“Yeah, you remember this laugh when you’re trying to drink piss and my windmill is pumping a bathtub full of water!”
Here’s a great animated clip from a pretty killer artist: James W. Johnson It’s a funny short detailing one redneck’s planning for Peak Oil, and his vision of our future is probably not far off. So hit the gym and get ready!
“So go right ahead and laugh, I don’t really care. Cause while you’re laughing—I’m stockin’ up!”
Our modern lives are greatly dependent on petroleum; as President George W. Bush phrased it in his 2006 State of the Union Address, “America is addicted to oil.” Nowhere is his cliché more applicable than in agriculture.
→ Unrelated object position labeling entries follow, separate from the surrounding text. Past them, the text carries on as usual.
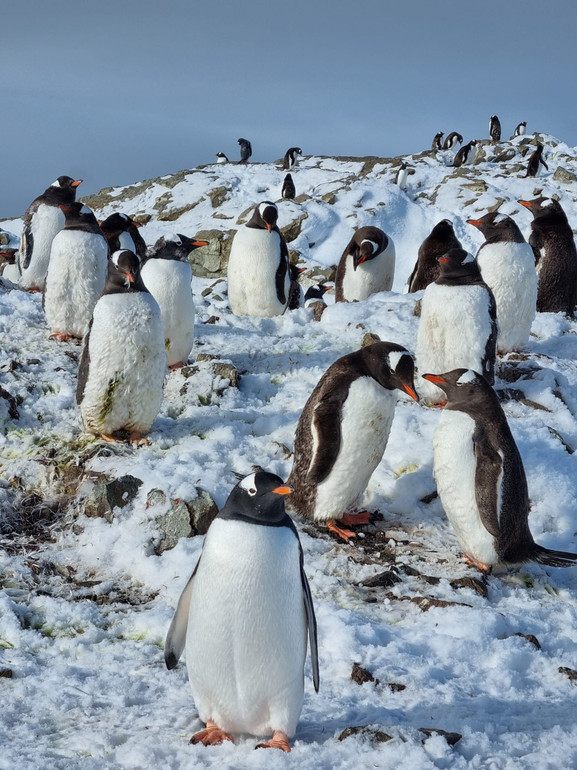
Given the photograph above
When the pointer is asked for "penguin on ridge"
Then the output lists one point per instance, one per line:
(343, 431)
(121, 373)
(481, 479)
(76, 273)
(366, 266)
(167, 274)
(458, 323)
(258, 266)
(427, 269)
(245, 657)
(42, 220)
(555, 256)
(507, 265)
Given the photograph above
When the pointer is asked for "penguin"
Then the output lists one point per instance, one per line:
(245, 150)
(555, 256)
(495, 128)
(466, 155)
(76, 273)
(452, 140)
(536, 161)
(458, 323)
(291, 158)
(123, 362)
(244, 617)
(366, 266)
(288, 188)
(481, 479)
(258, 272)
(167, 274)
(427, 269)
(507, 265)
(42, 220)
(343, 431)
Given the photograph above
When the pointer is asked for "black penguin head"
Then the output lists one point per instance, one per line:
(259, 499)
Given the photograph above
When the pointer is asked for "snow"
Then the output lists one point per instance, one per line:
(85, 603)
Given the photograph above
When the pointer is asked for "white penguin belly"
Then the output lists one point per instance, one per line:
(454, 470)
(509, 271)
(365, 426)
(75, 279)
(169, 282)
(127, 364)
(252, 266)
(246, 636)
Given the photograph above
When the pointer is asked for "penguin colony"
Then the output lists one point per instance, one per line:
(134, 308)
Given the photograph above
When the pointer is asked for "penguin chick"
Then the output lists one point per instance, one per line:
(245, 658)
(481, 479)
(343, 431)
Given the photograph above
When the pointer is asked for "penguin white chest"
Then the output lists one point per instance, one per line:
(367, 416)
(246, 636)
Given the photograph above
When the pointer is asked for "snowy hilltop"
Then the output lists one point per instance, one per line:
(424, 661)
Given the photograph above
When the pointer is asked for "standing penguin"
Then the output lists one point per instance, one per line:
(507, 265)
(244, 616)
(481, 479)
(458, 323)
(76, 273)
(427, 269)
(366, 266)
(343, 431)
(555, 255)
(258, 275)
(536, 161)
(167, 274)
(245, 150)
(42, 220)
(123, 363)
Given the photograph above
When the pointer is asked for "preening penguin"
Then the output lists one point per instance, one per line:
(481, 479)
(258, 274)
(343, 431)
(123, 363)
(244, 616)
(366, 266)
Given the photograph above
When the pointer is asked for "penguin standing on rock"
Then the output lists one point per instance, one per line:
(244, 617)
(366, 266)
(258, 266)
(481, 479)
(123, 363)
(76, 273)
(343, 431)
(42, 220)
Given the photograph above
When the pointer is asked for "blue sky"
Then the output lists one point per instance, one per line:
(116, 92)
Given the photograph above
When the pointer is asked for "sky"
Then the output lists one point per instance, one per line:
(117, 92)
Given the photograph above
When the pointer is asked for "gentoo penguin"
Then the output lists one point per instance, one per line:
(244, 616)
(76, 273)
(42, 220)
(167, 274)
(466, 155)
(366, 266)
(343, 431)
(427, 269)
(452, 140)
(535, 161)
(123, 363)
(481, 479)
(458, 323)
(292, 156)
(507, 265)
(495, 128)
(245, 150)
(288, 188)
(258, 275)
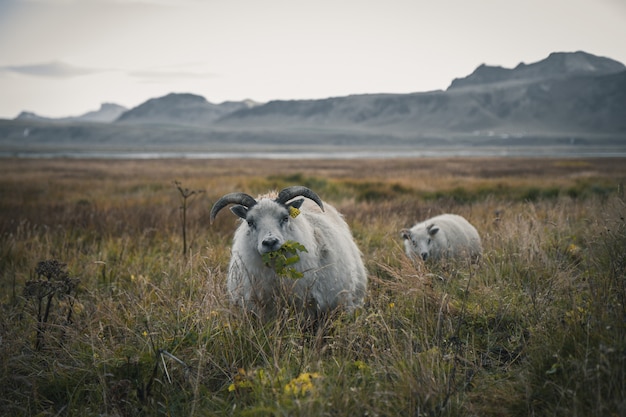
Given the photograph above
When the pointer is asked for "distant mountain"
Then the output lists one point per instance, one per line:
(184, 109)
(556, 65)
(566, 94)
(107, 113)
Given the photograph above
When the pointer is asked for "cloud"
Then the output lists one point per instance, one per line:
(53, 69)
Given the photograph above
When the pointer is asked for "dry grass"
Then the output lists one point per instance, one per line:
(536, 329)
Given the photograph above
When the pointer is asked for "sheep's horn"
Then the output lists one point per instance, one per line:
(232, 198)
(297, 190)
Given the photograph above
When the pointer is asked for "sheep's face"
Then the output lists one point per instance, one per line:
(268, 223)
(420, 240)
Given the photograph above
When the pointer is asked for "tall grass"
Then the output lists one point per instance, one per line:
(537, 328)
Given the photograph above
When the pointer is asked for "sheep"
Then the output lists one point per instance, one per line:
(447, 236)
(333, 273)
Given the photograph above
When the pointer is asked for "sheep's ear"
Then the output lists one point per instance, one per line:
(432, 229)
(240, 211)
(296, 203)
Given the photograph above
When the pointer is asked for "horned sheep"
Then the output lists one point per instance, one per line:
(333, 273)
(447, 236)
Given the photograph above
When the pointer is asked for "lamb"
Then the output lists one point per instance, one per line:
(447, 236)
(333, 273)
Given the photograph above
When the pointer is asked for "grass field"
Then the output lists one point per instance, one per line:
(102, 314)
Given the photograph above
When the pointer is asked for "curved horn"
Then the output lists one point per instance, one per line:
(288, 193)
(232, 198)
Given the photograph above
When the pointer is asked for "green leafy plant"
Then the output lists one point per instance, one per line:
(282, 259)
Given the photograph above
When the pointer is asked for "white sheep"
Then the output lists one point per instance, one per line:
(447, 236)
(333, 271)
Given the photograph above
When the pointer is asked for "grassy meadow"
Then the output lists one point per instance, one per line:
(103, 312)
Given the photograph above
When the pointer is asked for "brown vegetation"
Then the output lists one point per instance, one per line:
(536, 329)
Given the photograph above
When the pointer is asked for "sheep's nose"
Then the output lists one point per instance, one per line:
(270, 243)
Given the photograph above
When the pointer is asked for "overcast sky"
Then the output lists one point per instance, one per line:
(66, 57)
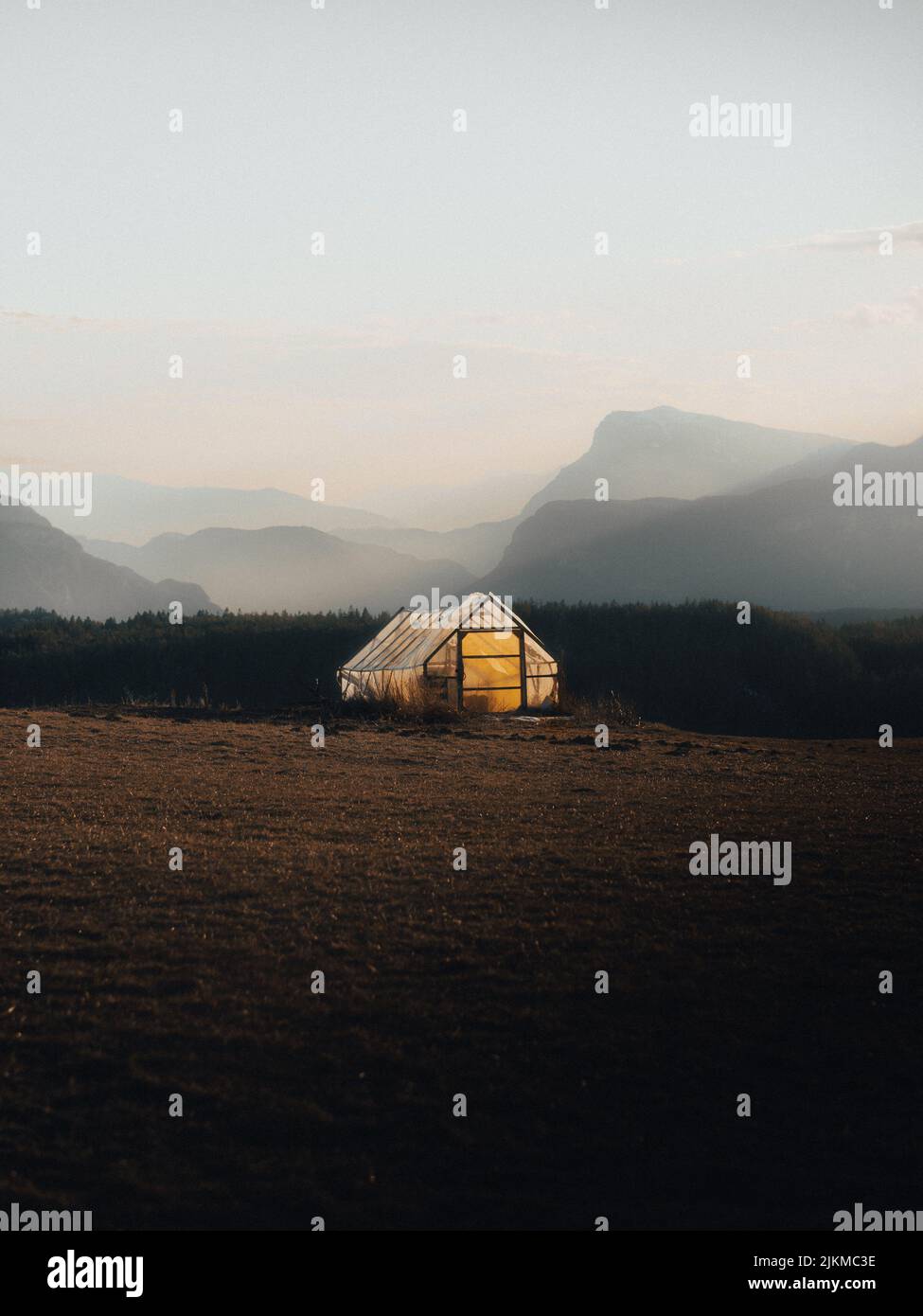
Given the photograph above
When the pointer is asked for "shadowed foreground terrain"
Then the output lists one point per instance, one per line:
(441, 982)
Starting in the the 1940s, the Green Revolution introduced hybrid cereal crops to farming. Known as high yielding varieties, these plants are only part of the transformation from agriculture to agribusiness. To produce these higher yields the crops need more energy, yet the sun shines no brighter and the soil’s wealth only diminishes. Hydrocarbon fertilizers provide this energy.
“Food is oil,” insists Richard Manning in Harper’s Magazine, “every single calorie we eat is backed by at least a calorie of oil, more like ten.” Industrial agriculture also relies on vast amounts of petroleum for pesticides, irrigation, farming equipment, transportation, and food processing. Depending on fossil fuels for our food supply means that the United States is trusting petroleum exporting countries to keep us fed.